Se você tem dúvidas, a gente te ajuda com essa série de perguntas e respostas sobre ele.

O que é o Fundeb?

O Fundeb não é um único fundo, na verdade, é um conjunto de 27 fundos (26 estaduais e 1 do Distrito Federal) que serve como mecanismo de redistribuição de recursos destinados à Educação Básica. Isto é, trata-se de um grande cofre do qual sai dinheiro para valorizar os professores e desenvolver e manter funcionando todas as etapas da Educação Básica – desde creches, Pré-escola, Educação Infantil, Ensino Fundamental, Ensino Médio até a Educação de Jovens e Adultos (EJA) – não, a Educação Superior não entra nessa conta. O Fundeb entrou em vigor em janeiro de 2007 e se estendeu até 2020, conforme previa a Emenda Constitucional nº 53, que alterou o Art. 60 do Ato de Disposições Constitucionais Transitórias (ADCT). Com a aprovação da Emenda Constitucional 108/2020, ele foi aperfeiçoado e se tornou permanente e, com o Projeto de Lei 4372/2020, ele foi regulamentado.

 

Qual importância e objetivos do Fundeb?

O Fundo tem como objetivo fazer com que haja menos desigualdade de recursos entre as redes de ensino. E é muito importante, pois faz com que a diferença entre a rede que mais investe por aluno e a que menos investe caia consideravelmente. De acordo com um Estudo Técnico  da Câmara dos Deputados de 2017, sem a política de fundo, a desigualdade seria de 10.000%. Com as atuais regras, a distância é de 564%.

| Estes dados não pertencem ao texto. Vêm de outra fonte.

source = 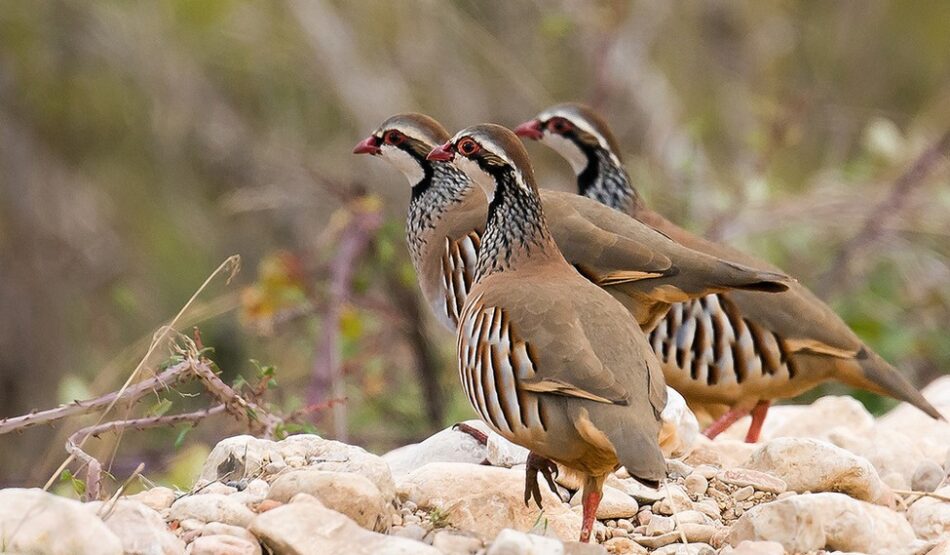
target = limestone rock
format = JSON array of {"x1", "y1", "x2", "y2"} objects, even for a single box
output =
[
  {"x1": 84, "y1": 499, "x2": 185, "y2": 555},
  {"x1": 875, "y1": 376, "x2": 950, "y2": 461},
  {"x1": 201, "y1": 434, "x2": 395, "y2": 502},
  {"x1": 486, "y1": 528, "x2": 564, "y2": 555},
  {"x1": 168, "y1": 493, "x2": 254, "y2": 526},
  {"x1": 0, "y1": 488, "x2": 122, "y2": 555},
  {"x1": 571, "y1": 486, "x2": 640, "y2": 520},
  {"x1": 907, "y1": 486, "x2": 950, "y2": 540},
  {"x1": 268, "y1": 468, "x2": 391, "y2": 532},
  {"x1": 719, "y1": 540, "x2": 785, "y2": 555},
  {"x1": 487, "y1": 432, "x2": 528, "y2": 468},
  {"x1": 432, "y1": 530, "x2": 482, "y2": 555},
  {"x1": 383, "y1": 420, "x2": 489, "y2": 479},
  {"x1": 249, "y1": 496, "x2": 440, "y2": 555},
  {"x1": 186, "y1": 534, "x2": 261, "y2": 555},
  {"x1": 726, "y1": 493, "x2": 917, "y2": 555},
  {"x1": 125, "y1": 486, "x2": 175, "y2": 511},
  {"x1": 604, "y1": 538, "x2": 647, "y2": 555},
  {"x1": 743, "y1": 437, "x2": 892, "y2": 503},
  {"x1": 399, "y1": 463, "x2": 580, "y2": 540},
  {"x1": 659, "y1": 387, "x2": 699, "y2": 459},
  {"x1": 910, "y1": 460, "x2": 947, "y2": 491}
]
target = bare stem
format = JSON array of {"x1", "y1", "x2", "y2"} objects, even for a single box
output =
[
  {"x1": 66, "y1": 404, "x2": 225, "y2": 501},
  {"x1": 0, "y1": 362, "x2": 191, "y2": 435}
]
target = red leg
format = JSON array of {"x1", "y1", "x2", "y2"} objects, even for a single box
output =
[
  {"x1": 703, "y1": 408, "x2": 749, "y2": 439},
  {"x1": 580, "y1": 488, "x2": 603, "y2": 543},
  {"x1": 745, "y1": 400, "x2": 772, "y2": 443}
]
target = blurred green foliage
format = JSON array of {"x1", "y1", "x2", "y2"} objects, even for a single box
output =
[{"x1": 0, "y1": 0, "x2": 950, "y2": 487}]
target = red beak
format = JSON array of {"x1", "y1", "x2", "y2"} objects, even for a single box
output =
[
  {"x1": 353, "y1": 135, "x2": 382, "y2": 154},
  {"x1": 515, "y1": 119, "x2": 544, "y2": 141},
  {"x1": 426, "y1": 141, "x2": 455, "y2": 162}
]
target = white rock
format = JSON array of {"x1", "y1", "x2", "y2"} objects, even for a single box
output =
[
  {"x1": 907, "y1": 486, "x2": 950, "y2": 540},
  {"x1": 743, "y1": 437, "x2": 893, "y2": 504},
  {"x1": 399, "y1": 463, "x2": 580, "y2": 540},
  {"x1": 656, "y1": 484, "x2": 693, "y2": 515},
  {"x1": 726, "y1": 493, "x2": 917, "y2": 555},
  {"x1": 684, "y1": 434, "x2": 756, "y2": 468},
  {"x1": 571, "y1": 486, "x2": 640, "y2": 520},
  {"x1": 487, "y1": 432, "x2": 528, "y2": 468},
  {"x1": 267, "y1": 468, "x2": 392, "y2": 532},
  {"x1": 0, "y1": 488, "x2": 122, "y2": 555},
  {"x1": 168, "y1": 493, "x2": 254, "y2": 526},
  {"x1": 720, "y1": 395, "x2": 874, "y2": 441},
  {"x1": 186, "y1": 534, "x2": 261, "y2": 555},
  {"x1": 249, "y1": 497, "x2": 441, "y2": 555},
  {"x1": 659, "y1": 387, "x2": 699, "y2": 459},
  {"x1": 383, "y1": 420, "x2": 489, "y2": 478},
  {"x1": 432, "y1": 530, "x2": 482, "y2": 555},
  {"x1": 875, "y1": 376, "x2": 950, "y2": 462},
  {"x1": 828, "y1": 426, "x2": 930, "y2": 489},
  {"x1": 683, "y1": 472, "x2": 709, "y2": 496},
  {"x1": 201, "y1": 434, "x2": 395, "y2": 502},
  {"x1": 603, "y1": 538, "x2": 647, "y2": 555},
  {"x1": 199, "y1": 522, "x2": 257, "y2": 543},
  {"x1": 200, "y1": 435, "x2": 284, "y2": 482},
  {"x1": 125, "y1": 486, "x2": 175, "y2": 511},
  {"x1": 84, "y1": 499, "x2": 185, "y2": 555},
  {"x1": 716, "y1": 468, "x2": 788, "y2": 493},
  {"x1": 487, "y1": 528, "x2": 564, "y2": 555}
]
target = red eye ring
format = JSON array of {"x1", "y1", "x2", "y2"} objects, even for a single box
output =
[
  {"x1": 383, "y1": 130, "x2": 406, "y2": 146},
  {"x1": 548, "y1": 117, "x2": 574, "y2": 135},
  {"x1": 455, "y1": 137, "x2": 480, "y2": 156}
]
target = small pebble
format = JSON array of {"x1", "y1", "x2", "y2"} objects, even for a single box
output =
[
  {"x1": 732, "y1": 486, "x2": 755, "y2": 501},
  {"x1": 910, "y1": 460, "x2": 947, "y2": 492},
  {"x1": 684, "y1": 472, "x2": 709, "y2": 497}
]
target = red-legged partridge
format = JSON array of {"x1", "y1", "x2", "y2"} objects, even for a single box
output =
[
  {"x1": 353, "y1": 114, "x2": 788, "y2": 332},
  {"x1": 516, "y1": 103, "x2": 942, "y2": 442},
  {"x1": 353, "y1": 113, "x2": 787, "y2": 504},
  {"x1": 429, "y1": 125, "x2": 666, "y2": 542}
]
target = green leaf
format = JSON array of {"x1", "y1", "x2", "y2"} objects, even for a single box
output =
[{"x1": 174, "y1": 426, "x2": 193, "y2": 449}]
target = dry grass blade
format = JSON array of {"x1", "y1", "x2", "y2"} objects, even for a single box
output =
[{"x1": 43, "y1": 255, "x2": 241, "y2": 491}]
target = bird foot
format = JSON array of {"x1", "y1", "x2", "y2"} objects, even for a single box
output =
[
  {"x1": 452, "y1": 422, "x2": 488, "y2": 445},
  {"x1": 524, "y1": 453, "x2": 558, "y2": 509}
]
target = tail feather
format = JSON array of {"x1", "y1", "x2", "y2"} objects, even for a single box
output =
[
  {"x1": 721, "y1": 260, "x2": 795, "y2": 293},
  {"x1": 855, "y1": 347, "x2": 946, "y2": 420}
]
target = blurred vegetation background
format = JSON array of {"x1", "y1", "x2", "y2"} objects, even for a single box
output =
[{"x1": 0, "y1": 0, "x2": 950, "y2": 494}]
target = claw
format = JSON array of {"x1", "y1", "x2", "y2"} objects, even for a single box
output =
[
  {"x1": 524, "y1": 453, "x2": 558, "y2": 509},
  {"x1": 452, "y1": 422, "x2": 488, "y2": 445}
]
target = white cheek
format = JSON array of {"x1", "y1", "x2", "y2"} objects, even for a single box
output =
[
  {"x1": 541, "y1": 130, "x2": 587, "y2": 174},
  {"x1": 381, "y1": 145, "x2": 425, "y2": 185},
  {"x1": 455, "y1": 154, "x2": 495, "y2": 200}
]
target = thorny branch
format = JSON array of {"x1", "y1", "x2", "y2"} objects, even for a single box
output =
[{"x1": 819, "y1": 130, "x2": 950, "y2": 297}]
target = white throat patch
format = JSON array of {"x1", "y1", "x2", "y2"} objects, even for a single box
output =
[
  {"x1": 380, "y1": 144, "x2": 425, "y2": 186},
  {"x1": 541, "y1": 129, "x2": 587, "y2": 175},
  {"x1": 454, "y1": 154, "x2": 495, "y2": 201}
]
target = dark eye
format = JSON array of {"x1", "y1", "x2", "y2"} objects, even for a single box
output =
[
  {"x1": 455, "y1": 137, "x2": 479, "y2": 156},
  {"x1": 548, "y1": 118, "x2": 574, "y2": 135},
  {"x1": 383, "y1": 131, "x2": 406, "y2": 145}
]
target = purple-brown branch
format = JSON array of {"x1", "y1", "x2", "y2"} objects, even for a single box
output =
[
  {"x1": 307, "y1": 197, "x2": 382, "y2": 439},
  {"x1": 66, "y1": 404, "x2": 227, "y2": 501},
  {"x1": 0, "y1": 361, "x2": 191, "y2": 435},
  {"x1": 819, "y1": 130, "x2": 950, "y2": 297}
]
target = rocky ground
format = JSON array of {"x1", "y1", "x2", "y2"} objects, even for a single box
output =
[{"x1": 0, "y1": 377, "x2": 950, "y2": 555}]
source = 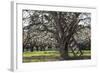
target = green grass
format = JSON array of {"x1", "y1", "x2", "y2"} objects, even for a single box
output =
[{"x1": 23, "y1": 50, "x2": 91, "y2": 63}]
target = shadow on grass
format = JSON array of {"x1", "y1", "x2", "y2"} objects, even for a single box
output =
[{"x1": 23, "y1": 56, "x2": 91, "y2": 63}]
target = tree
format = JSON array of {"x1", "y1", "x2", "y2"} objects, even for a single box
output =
[{"x1": 23, "y1": 10, "x2": 90, "y2": 60}]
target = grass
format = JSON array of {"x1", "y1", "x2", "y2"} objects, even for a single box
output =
[{"x1": 23, "y1": 50, "x2": 91, "y2": 63}]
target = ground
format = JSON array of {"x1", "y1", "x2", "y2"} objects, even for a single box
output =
[{"x1": 23, "y1": 50, "x2": 91, "y2": 63}]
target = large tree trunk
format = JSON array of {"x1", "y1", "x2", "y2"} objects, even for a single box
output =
[{"x1": 60, "y1": 44, "x2": 69, "y2": 60}]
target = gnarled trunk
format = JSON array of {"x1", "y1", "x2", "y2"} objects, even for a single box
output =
[{"x1": 60, "y1": 44, "x2": 69, "y2": 60}]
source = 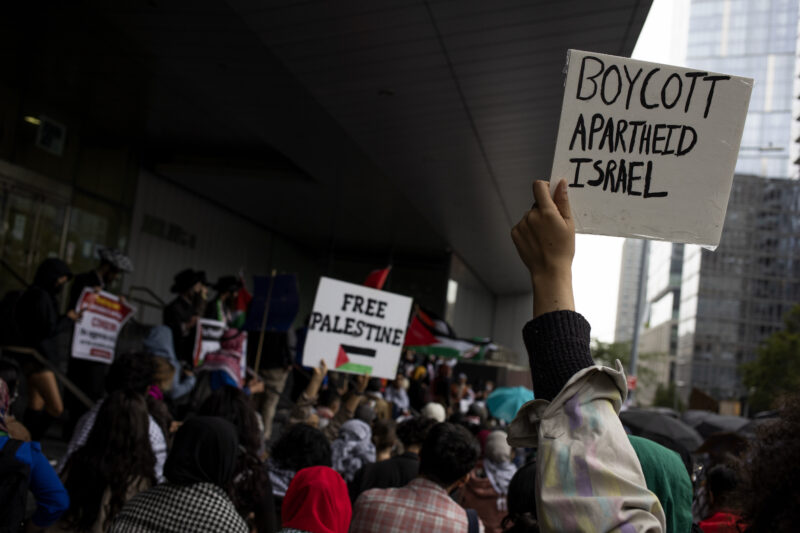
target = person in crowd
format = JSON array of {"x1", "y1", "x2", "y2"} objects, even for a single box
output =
[
  {"x1": 204, "y1": 276, "x2": 243, "y2": 329},
  {"x1": 197, "y1": 386, "x2": 278, "y2": 533},
  {"x1": 143, "y1": 326, "x2": 197, "y2": 401},
  {"x1": 281, "y1": 466, "x2": 353, "y2": 533},
  {"x1": 420, "y1": 402, "x2": 447, "y2": 422},
  {"x1": 350, "y1": 422, "x2": 483, "y2": 533},
  {"x1": 109, "y1": 416, "x2": 249, "y2": 533},
  {"x1": 384, "y1": 374, "x2": 411, "y2": 419},
  {"x1": 408, "y1": 365, "x2": 429, "y2": 412},
  {"x1": 734, "y1": 394, "x2": 800, "y2": 533},
  {"x1": 0, "y1": 379, "x2": 69, "y2": 532},
  {"x1": 267, "y1": 424, "x2": 331, "y2": 510},
  {"x1": 348, "y1": 417, "x2": 436, "y2": 503},
  {"x1": 164, "y1": 268, "x2": 208, "y2": 368},
  {"x1": 331, "y1": 418, "x2": 375, "y2": 482},
  {"x1": 460, "y1": 431, "x2": 517, "y2": 533},
  {"x1": 509, "y1": 180, "x2": 666, "y2": 533},
  {"x1": 628, "y1": 435, "x2": 693, "y2": 533},
  {"x1": 700, "y1": 464, "x2": 741, "y2": 533},
  {"x1": 628, "y1": 435, "x2": 693, "y2": 533},
  {"x1": 0, "y1": 357, "x2": 31, "y2": 442},
  {"x1": 3, "y1": 257, "x2": 74, "y2": 440},
  {"x1": 289, "y1": 359, "x2": 334, "y2": 427},
  {"x1": 65, "y1": 248, "x2": 133, "y2": 428},
  {"x1": 49, "y1": 390, "x2": 156, "y2": 533},
  {"x1": 372, "y1": 420, "x2": 397, "y2": 463},
  {"x1": 192, "y1": 329, "x2": 264, "y2": 406},
  {"x1": 58, "y1": 353, "x2": 169, "y2": 482},
  {"x1": 317, "y1": 387, "x2": 342, "y2": 429},
  {"x1": 501, "y1": 461, "x2": 539, "y2": 533}
]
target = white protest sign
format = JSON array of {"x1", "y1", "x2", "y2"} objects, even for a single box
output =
[
  {"x1": 72, "y1": 287, "x2": 136, "y2": 365},
  {"x1": 192, "y1": 318, "x2": 247, "y2": 379},
  {"x1": 303, "y1": 277, "x2": 411, "y2": 379},
  {"x1": 550, "y1": 50, "x2": 753, "y2": 247}
]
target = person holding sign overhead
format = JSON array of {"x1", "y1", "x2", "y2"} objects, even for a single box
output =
[{"x1": 508, "y1": 180, "x2": 665, "y2": 533}]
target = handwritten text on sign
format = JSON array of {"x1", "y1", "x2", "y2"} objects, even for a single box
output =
[
  {"x1": 551, "y1": 50, "x2": 753, "y2": 246},
  {"x1": 303, "y1": 278, "x2": 411, "y2": 379},
  {"x1": 72, "y1": 287, "x2": 136, "y2": 365}
]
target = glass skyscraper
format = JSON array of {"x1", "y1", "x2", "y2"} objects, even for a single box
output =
[{"x1": 686, "y1": 0, "x2": 800, "y2": 178}]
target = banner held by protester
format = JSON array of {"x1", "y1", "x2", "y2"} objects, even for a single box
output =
[
  {"x1": 303, "y1": 277, "x2": 411, "y2": 379},
  {"x1": 550, "y1": 50, "x2": 753, "y2": 247},
  {"x1": 72, "y1": 287, "x2": 136, "y2": 365}
]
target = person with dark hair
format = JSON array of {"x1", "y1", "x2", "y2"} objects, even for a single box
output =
[
  {"x1": 459, "y1": 431, "x2": 517, "y2": 533},
  {"x1": 281, "y1": 466, "x2": 353, "y2": 533},
  {"x1": 350, "y1": 422, "x2": 483, "y2": 533},
  {"x1": 164, "y1": 268, "x2": 208, "y2": 368},
  {"x1": 109, "y1": 416, "x2": 249, "y2": 533},
  {"x1": 700, "y1": 464, "x2": 744, "y2": 533},
  {"x1": 51, "y1": 390, "x2": 156, "y2": 533},
  {"x1": 57, "y1": 353, "x2": 169, "y2": 482},
  {"x1": 331, "y1": 420, "x2": 375, "y2": 481},
  {"x1": 197, "y1": 386, "x2": 278, "y2": 533},
  {"x1": 0, "y1": 379, "x2": 69, "y2": 533},
  {"x1": 508, "y1": 180, "x2": 666, "y2": 533},
  {"x1": 348, "y1": 417, "x2": 436, "y2": 503},
  {"x1": 204, "y1": 276, "x2": 243, "y2": 328},
  {"x1": 267, "y1": 418, "x2": 332, "y2": 510},
  {"x1": 143, "y1": 326, "x2": 197, "y2": 400},
  {"x1": 501, "y1": 460, "x2": 539, "y2": 533},
  {"x1": 628, "y1": 435, "x2": 694, "y2": 533},
  {"x1": 2, "y1": 257, "x2": 74, "y2": 440}
]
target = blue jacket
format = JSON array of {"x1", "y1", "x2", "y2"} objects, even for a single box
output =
[{"x1": 0, "y1": 434, "x2": 69, "y2": 527}]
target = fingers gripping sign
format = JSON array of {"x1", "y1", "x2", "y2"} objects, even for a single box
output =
[{"x1": 511, "y1": 180, "x2": 575, "y2": 316}]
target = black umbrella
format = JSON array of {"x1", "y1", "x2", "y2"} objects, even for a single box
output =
[
  {"x1": 619, "y1": 409, "x2": 703, "y2": 456},
  {"x1": 683, "y1": 410, "x2": 750, "y2": 437}
]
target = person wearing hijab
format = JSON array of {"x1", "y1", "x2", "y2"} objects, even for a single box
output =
[
  {"x1": 0, "y1": 379, "x2": 69, "y2": 531},
  {"x1": 4, "y1": 257, "x2": 74, "y2": 440},
  {"x1": 280, "y1": 466, "x2": 353, "y2": 533},
  {"x1": 109, "y1": 416, "x2": 248, "y2": 533},
  {"x1": 460, "y1": 431, "x2": 517, "y2": 533},
  {"x1": 628, "y1": 435, "x2": 694, "y2": 533},
  {"x1": 331, "y1": 418, "x2": 375, "y2": 482}
]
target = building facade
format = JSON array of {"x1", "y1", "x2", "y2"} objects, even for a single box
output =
[
  {"x1": 675, "y1": 175, "x2": 800, "y2": 400},
  {"x1": 614, "y1": 239, "x2": 644, "y2": 342},
  {"x1": 686, "y1": 0, "x2": 799, "y2": 178}
]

Além disso, o Fundeb (2007-2020) ajudou os sistemas de ensino a se organizarem melhor no que diz respeito ao atendimento escolar de toda a Educação Básica. O fundo deu e dá segurança financeira aos municípios e estados para expandirem seu número de matrículas e os orienta no cumprimento de suas responsabilidades com a Educação. Dessa maneira, municípios são incentivados a se concentrarem na Educação Infantil e nos Anos Iniciais do Ensino Fundamental, e os estados, nos Anos Finais do Ensino Fundamental e no Ensino Médio.

Havia um outro fundo de financiamento antes do Fundeb?

O Fundeb (2007-2020) substituiu o Fundef (Fundo de Manutenção e Desenvolvimento do Ensino Fundamental e de Valorização do Magistério) que vigorou entre 1998 e 2006. O fundo atual é uma evolução do mecanismo anterior porque, apesar de utilizar a mesma metodologia, passou a redistribuir um conjunto maior de impostos observando todas as matrículas da Educação Básica, e não apenas as do Ensino Fundamental. Em agosto de 2020, um Novo Fundeb – maior, melhor, mais justo – foi aprovado e regulamentado e está em vigor.

Como o fundo funciona?

Como dito anteriormente, cada estado e o Distrito Federal têm um fundo que funciona praticamente como uma conta bancária coletiva em que entram recursos de diferentes fontes de impostos estaduais e municipais e, em alguns casos, transferências do Governo Federal para os estados e os municípios (saiba mais abaixo). Seguindo uma série de regras, esse total é redistribuído de acordo com o número de alunos da Educação Básica Pública (ou da rede conveniada, em alguns casos) de cada rede e das etapas e modalidades de ensino (algumas são mais “caras” que outras, isto é, recebem um valor maior devido à complexidade do atendimento educacional).

Como é feita a distribuição dos recursos do Fundeb dentro dos estados?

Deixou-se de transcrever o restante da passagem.